Bed and breakfast in California

The Imperial Hotel & Restaurant is a bed and breakfast located in Amador City, California in the United States.

==History==

The Imperial Hotel was founded in 1879 by the Sanguinetti family. It was first a store, before B. Sanguinetti made it into a hotel. It was originally named the Italian Hotel, and was later renamed to the Ben White Hotel. Its main clientele was people visiting as part of the California Gold Rush, specifically wealthy miners. The building had two stories, with the hotel upstairs and the restaurant and bar on the ground floor. Eventually, an extension was built for more hotel rooms in the back. The building fell into disuse by 1927. It was sold and renovated in 1968.

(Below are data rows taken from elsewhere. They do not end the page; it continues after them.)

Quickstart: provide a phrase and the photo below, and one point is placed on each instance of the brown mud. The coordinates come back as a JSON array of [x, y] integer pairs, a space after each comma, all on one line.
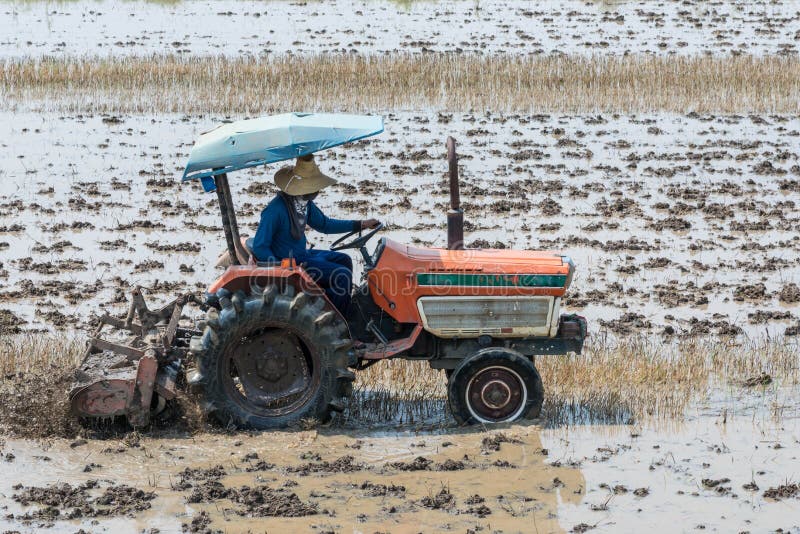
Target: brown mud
[[179, 483]]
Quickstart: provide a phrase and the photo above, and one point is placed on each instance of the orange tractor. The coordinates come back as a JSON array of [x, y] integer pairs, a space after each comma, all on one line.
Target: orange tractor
[[273, 350]]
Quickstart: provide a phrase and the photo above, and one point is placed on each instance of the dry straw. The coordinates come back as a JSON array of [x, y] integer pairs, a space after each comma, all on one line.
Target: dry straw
[[569, 84]]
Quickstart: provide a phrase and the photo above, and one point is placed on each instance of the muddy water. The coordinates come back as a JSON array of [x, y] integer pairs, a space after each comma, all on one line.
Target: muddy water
[[256, 28], [378, 495], [682, 224], [714, 470]]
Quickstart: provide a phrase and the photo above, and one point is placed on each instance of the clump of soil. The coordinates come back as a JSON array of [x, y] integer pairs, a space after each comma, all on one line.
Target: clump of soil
[[256, 501], [451, 465], [125, 500], [784, 491], [420, 463], [790, 293], [345, 464], [63, 501], [627, 323], [492, 443], [382, 490], [761, 380], [199, 524], [752, 292], [444, 500], [9, 322], [189, 476]]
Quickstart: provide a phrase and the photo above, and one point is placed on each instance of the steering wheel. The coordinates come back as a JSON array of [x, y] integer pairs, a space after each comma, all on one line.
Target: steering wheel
[[358, 242]]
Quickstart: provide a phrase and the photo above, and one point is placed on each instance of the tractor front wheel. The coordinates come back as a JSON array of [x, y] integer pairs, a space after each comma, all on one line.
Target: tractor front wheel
[[495, 385], [271, 359]]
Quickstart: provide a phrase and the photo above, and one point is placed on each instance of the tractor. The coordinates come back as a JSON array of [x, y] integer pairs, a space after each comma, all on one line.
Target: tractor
[[272, 350]]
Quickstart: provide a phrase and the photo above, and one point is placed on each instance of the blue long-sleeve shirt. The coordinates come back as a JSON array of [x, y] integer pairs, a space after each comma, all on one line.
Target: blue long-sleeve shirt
[[274, 242]]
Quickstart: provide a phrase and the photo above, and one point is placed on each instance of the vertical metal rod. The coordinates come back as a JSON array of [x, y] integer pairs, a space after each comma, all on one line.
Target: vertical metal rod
[[455, 216], [221, 181]]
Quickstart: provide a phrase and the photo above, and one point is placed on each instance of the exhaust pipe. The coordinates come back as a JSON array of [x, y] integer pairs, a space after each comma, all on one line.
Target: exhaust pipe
[[455, 215]]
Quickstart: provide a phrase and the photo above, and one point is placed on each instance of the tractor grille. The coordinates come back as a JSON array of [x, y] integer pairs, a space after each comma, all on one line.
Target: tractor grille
[[495, 316]]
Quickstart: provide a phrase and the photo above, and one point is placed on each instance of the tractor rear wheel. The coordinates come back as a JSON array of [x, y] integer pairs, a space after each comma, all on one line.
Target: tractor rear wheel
[[271, 359], [495, 385]]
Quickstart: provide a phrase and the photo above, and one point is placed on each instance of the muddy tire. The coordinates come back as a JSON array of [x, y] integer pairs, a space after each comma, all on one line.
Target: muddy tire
[[495, 385], [271, 359]]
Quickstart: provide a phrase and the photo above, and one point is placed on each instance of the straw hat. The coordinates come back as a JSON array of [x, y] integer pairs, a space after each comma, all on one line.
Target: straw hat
[[302, 179]]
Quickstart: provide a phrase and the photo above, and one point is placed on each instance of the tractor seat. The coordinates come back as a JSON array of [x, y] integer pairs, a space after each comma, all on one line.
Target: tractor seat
[[248, 245]]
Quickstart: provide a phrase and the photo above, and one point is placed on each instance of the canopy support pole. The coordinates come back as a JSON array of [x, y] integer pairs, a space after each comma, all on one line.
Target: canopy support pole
[[229, 225], [455, 216]]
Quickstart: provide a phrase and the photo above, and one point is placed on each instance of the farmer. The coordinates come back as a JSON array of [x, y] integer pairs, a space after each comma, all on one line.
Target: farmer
[[281, 232]]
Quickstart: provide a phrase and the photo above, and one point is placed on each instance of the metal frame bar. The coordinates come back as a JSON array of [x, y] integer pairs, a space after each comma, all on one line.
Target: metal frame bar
[[229, 224], [455, 216]]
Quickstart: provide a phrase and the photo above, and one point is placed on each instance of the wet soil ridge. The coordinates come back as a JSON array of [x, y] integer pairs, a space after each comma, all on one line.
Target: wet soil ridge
[[64, 501]]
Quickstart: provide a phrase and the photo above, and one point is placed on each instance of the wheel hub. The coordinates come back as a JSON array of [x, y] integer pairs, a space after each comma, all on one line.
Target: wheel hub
[[496, 394], [270, 366]]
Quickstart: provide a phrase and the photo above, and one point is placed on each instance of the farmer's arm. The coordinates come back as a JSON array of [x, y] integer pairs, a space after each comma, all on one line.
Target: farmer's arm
[[319, 222], [262, 243]]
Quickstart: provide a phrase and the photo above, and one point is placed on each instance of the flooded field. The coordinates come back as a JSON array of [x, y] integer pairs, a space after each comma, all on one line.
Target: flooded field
[[722, 469], [657, 143], [257, 28], [679, 224]]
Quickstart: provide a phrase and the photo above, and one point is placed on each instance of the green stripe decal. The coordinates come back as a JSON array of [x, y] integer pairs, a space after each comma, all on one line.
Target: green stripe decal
[[491, 280]]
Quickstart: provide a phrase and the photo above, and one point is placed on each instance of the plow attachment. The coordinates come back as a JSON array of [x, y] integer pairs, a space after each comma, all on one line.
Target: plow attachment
[[134, 376]]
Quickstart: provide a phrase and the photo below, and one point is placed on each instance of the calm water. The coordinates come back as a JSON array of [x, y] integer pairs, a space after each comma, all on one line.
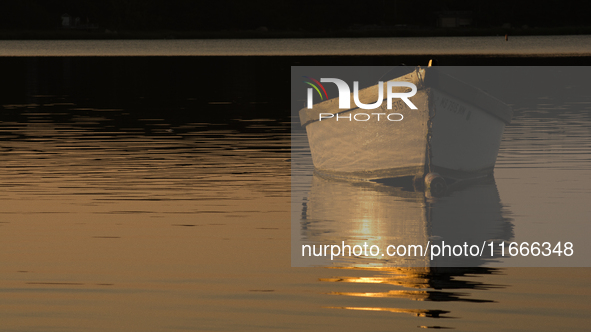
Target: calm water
[[493, 45], [154, 194]]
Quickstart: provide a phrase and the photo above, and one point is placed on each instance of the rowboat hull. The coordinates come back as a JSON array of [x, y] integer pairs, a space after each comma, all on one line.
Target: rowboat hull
[[455, 131]]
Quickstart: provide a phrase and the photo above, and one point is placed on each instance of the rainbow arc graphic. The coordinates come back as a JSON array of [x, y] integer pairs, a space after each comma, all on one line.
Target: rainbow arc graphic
[[315, 85]]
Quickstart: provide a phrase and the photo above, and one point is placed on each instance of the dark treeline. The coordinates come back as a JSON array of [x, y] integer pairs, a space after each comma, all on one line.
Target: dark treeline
[[283, 15]]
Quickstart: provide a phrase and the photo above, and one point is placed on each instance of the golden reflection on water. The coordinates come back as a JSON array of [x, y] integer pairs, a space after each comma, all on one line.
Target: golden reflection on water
[[415, 284]]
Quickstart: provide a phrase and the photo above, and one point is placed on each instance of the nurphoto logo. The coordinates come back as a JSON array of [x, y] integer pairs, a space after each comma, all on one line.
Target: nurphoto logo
[[345, 92]]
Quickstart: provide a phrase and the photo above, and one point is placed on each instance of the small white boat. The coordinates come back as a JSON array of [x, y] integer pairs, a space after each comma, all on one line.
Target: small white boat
[[454, 133]]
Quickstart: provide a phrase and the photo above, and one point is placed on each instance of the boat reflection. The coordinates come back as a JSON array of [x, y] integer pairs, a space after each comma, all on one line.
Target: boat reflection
[[415, 284], [389, 213]]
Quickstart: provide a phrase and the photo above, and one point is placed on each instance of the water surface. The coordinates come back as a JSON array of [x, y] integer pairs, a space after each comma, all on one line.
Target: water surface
[[151, 195]]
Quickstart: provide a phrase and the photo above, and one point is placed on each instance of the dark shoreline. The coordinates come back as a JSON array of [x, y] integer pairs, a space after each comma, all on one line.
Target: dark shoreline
[[104, 33]]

The building was bought by Dale Martin and Bruce Sherrill in 1988, who made it into a bed and breakfast. In 2006, the Imperial was bought by the McCamant family, who own and operate the Imperial Hotel as a bed and breakfast today.

==Facilities==

The hotel is two stories and is made out of stone and brick. The walls "are twelve bricks thick at its base and four bricks thick at the roof." The layout remains the same as it did historically: guest rooms are upstairs and on the ground floor is the restaurant and bar. The area that served as guest rooms in the back on the ground floor now serves as a patio for dining. The restaurant specializes in California cuisine made from local and sustainable farmers and producers. It sits 55 people. The bar is called the Oasis. Guests can stay at the main building, or at a property on another part of town in an area called God's Hill. That property was owned by the former foreman of Keystone Mine. The God's Hill house has larger rooms than the original inn. There is a library on site offering guests books and magazines. The hotel is primarily decorated in Victorian era antiques.
A bridge replacement project completed in 2014 has beautified and revitalized the center of the city, providing patio dining at the Imperial Hotel.